Weiss Scott L, Balamuth Fran, Hensley Josey, Fitzgerald Julie C, Bush Jenny, Nadkarni Vinay M, Thomas Neal J, Hall Mark, Muszynski Jennifer
1Division of Critical Care Medicine, Department of Anesthesiology and Critical Care, The Children's Hospital of Philadelphia, University of Pennsylvania Perelman School of Medicine, Philadelphia, PA. 2Division of Emergency Medicine, Department of Pediatrics, The Children's Hospital of Philadelphia, University of Pennsylvania Perelman School of Medicine, Philadelphia, PA. 3Division of Critical Care Medicine, Nationwide Children's Hospital, The Ohio State University School of Medicine, Columbus, OH. 4Division of Pediatric Critical Care Medicine, Department of Pediatrics, Penn State Hershey Children's Hospital, Penn State University College of Medicine, Hershey, PA.
Pediatr Crit Care Med. 2017 Sep;18(9):823-830. doi: 10.1097/PCC.0000000000001222.

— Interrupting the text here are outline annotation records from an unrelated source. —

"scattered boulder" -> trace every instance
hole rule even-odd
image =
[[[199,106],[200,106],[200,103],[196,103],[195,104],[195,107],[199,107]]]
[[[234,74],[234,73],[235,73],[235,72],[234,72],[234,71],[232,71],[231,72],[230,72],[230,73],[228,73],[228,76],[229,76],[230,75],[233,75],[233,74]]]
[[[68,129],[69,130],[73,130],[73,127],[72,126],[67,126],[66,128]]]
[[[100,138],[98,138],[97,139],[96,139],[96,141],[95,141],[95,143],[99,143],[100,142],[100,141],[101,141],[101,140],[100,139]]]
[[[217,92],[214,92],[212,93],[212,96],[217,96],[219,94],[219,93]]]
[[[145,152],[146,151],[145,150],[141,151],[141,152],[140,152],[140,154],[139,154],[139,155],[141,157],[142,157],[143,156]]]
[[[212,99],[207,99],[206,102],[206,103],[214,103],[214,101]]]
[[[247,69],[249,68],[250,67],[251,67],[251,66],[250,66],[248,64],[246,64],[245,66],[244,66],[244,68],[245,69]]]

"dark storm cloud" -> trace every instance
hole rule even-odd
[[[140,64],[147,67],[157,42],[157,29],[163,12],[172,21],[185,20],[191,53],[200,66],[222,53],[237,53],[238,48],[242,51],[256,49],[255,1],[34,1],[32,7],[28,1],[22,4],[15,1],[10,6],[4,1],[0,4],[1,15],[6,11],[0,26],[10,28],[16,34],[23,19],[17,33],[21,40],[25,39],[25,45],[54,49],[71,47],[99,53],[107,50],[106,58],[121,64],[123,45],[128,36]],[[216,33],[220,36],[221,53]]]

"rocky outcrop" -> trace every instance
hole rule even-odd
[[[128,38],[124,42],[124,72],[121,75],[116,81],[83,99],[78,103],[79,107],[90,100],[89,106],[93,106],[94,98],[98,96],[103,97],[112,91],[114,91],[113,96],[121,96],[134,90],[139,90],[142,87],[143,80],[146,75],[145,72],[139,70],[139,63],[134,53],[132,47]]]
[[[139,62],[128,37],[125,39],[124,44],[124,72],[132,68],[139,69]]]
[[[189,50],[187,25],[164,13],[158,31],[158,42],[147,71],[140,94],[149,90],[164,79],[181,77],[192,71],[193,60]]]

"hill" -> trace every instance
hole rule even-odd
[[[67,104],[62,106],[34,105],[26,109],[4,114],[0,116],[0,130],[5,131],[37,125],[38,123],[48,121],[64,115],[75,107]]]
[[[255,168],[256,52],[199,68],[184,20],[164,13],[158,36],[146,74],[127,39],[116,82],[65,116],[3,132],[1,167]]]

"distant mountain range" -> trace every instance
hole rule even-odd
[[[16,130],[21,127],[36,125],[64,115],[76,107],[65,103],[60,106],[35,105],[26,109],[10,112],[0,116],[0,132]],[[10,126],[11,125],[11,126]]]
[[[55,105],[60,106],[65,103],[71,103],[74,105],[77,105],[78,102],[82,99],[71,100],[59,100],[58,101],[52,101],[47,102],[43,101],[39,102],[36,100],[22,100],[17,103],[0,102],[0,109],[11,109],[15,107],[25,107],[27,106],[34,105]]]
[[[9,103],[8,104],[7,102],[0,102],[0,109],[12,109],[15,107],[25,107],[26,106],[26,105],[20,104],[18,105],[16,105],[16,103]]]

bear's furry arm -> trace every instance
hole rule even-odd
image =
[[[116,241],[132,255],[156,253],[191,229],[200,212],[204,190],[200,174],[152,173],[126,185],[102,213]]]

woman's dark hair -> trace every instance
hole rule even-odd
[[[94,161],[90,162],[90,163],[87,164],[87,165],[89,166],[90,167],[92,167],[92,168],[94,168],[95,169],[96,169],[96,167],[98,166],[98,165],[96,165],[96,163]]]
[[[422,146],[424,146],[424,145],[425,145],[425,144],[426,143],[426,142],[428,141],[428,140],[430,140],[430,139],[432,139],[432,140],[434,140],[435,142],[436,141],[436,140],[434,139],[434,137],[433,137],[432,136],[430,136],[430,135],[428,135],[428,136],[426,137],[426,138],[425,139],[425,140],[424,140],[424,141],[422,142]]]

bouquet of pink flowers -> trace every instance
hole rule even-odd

The epidemiology of in-hospital death after pediatric sepsis has not been well characterized. We investigated the timing, cause, mode, and attribution of death in children with severe sepsis, hypothesizing that refractory shock leading to early death is rare in the current era.
Retrospective observational study.
Emergency departments and ICUs at two academic children's hospitals.
Seventy-nine patients less than 18 years old treated for severe sepsis/septic shock in 2012-2013 who died prior to hospital discharge.
None.
Time to death from sepsis recognition, cause and mode of death, and attribution of death to sepsis were determined from medical records. Organ dysfunction was assessed via daily Pediatric Logistic Organ Dysfunction-2 scores for 7 days preceding death with an increase greater than or equal to 5 defined as worsening organ dysfunction. The median time to death was 8 days (interquartile range, 1-12 d) with 25%, 35%, and 49% of cumulative deaths within 1, 3, and 7 days of sepsis recognition, respectively. The most common cause of death was refractory shock (34%), then multiple organ dysfunction syndrome after shock recovery (27%), neurologic injury (19%), single-organ respiratory failure (9%), and nonseptic comorbidity (6%). Early deaths (≤ 3 d) were mostly due to refractory shock in young, previously healthy patients while multiple organ dysfunction syndrome predominated after 3 days. Mode of death was withdrawal in 72%, unsuccessful cardiopulmonary resuscitation in 22%, and irreversible loss of neurologic function in 6%. Ninety percent of deaths were attributable to acute or chronic manifestations of sepsis. Only 23% had a rise in Pediatric Logistic Organ Dysfunction-2 that indicated worsening organ dysfunction.
Refractory shock remains a common cause of death in pediatric sepsis, especially for early deaths. Later deaths were mostly attributable to multiple organ dysfunction syndrome, neurologic, and respiratory failure after life-sustaining therapies were limited. A pattern of persistent, rather than worsening, organ dysfunction preceded most deaths.
小儿脓毒症院内死亡的流行病学特征尚未得到充分描述。我们调查了重症脓毒症患儿的死亡时间、原因、方式及死因归因,推测在当前时代,导致早期死亡的难治性休克很少见。
回顾性观察研究。
两家学术儿童医院的急诊科和重症监护病房。
2012年至2013年期间因重症脓毒症/脓毒性休克接受治疗且在出院前死亡的79例18岁以下患者。
无。
从病历中确定从脓毒症确诊到死亡的时间、死亡原因和方式以及脓毒症导致的死因归因。通过在死亡前7天每日进行小儿逻辑器官功能障碍-2评分来评估器官功能障碍,评分增加大于或等于5定义为器官功能障碍恶化。中位死亡时间为8天(四分位间距,1 - 12天),分别有25%、35%和49%的累积死亡发生在脓毒症确诊后的1天、3天和7天内。最常见的死亡原因是难治性休克(34%),其次是休克恢复后的多器官功能障碍综合征(27%)、神经损伤(19%)、单器官呼吸衰竭(9%)和非脓毒症合并症(6%)。早期死亡(≤3天)主要归因于年轻且既往健康患者的难治性休克,而3天后多器官功能障碍综合征占主导。死亡方式为撤机的占72%,心肺复苏未成功的占22%,神经功能不可逆丧失的占6%。9%的死亡归因于脓毒症的急性或慢性表现。只有23%的患者小儿逻辑器官功能障碍-2评分升高,表明器官功能障碍恶化。
难治性休克仍然是小儿脓毒症常见的死亡原因,尤其是早期死亡。后期死亡大多归因于维持生命治疗受限后的多器官功能障碍综合征、神经和呼吸衰竭。大多数死亡之前存在持续性而非恶化性的器官功能障碍模式。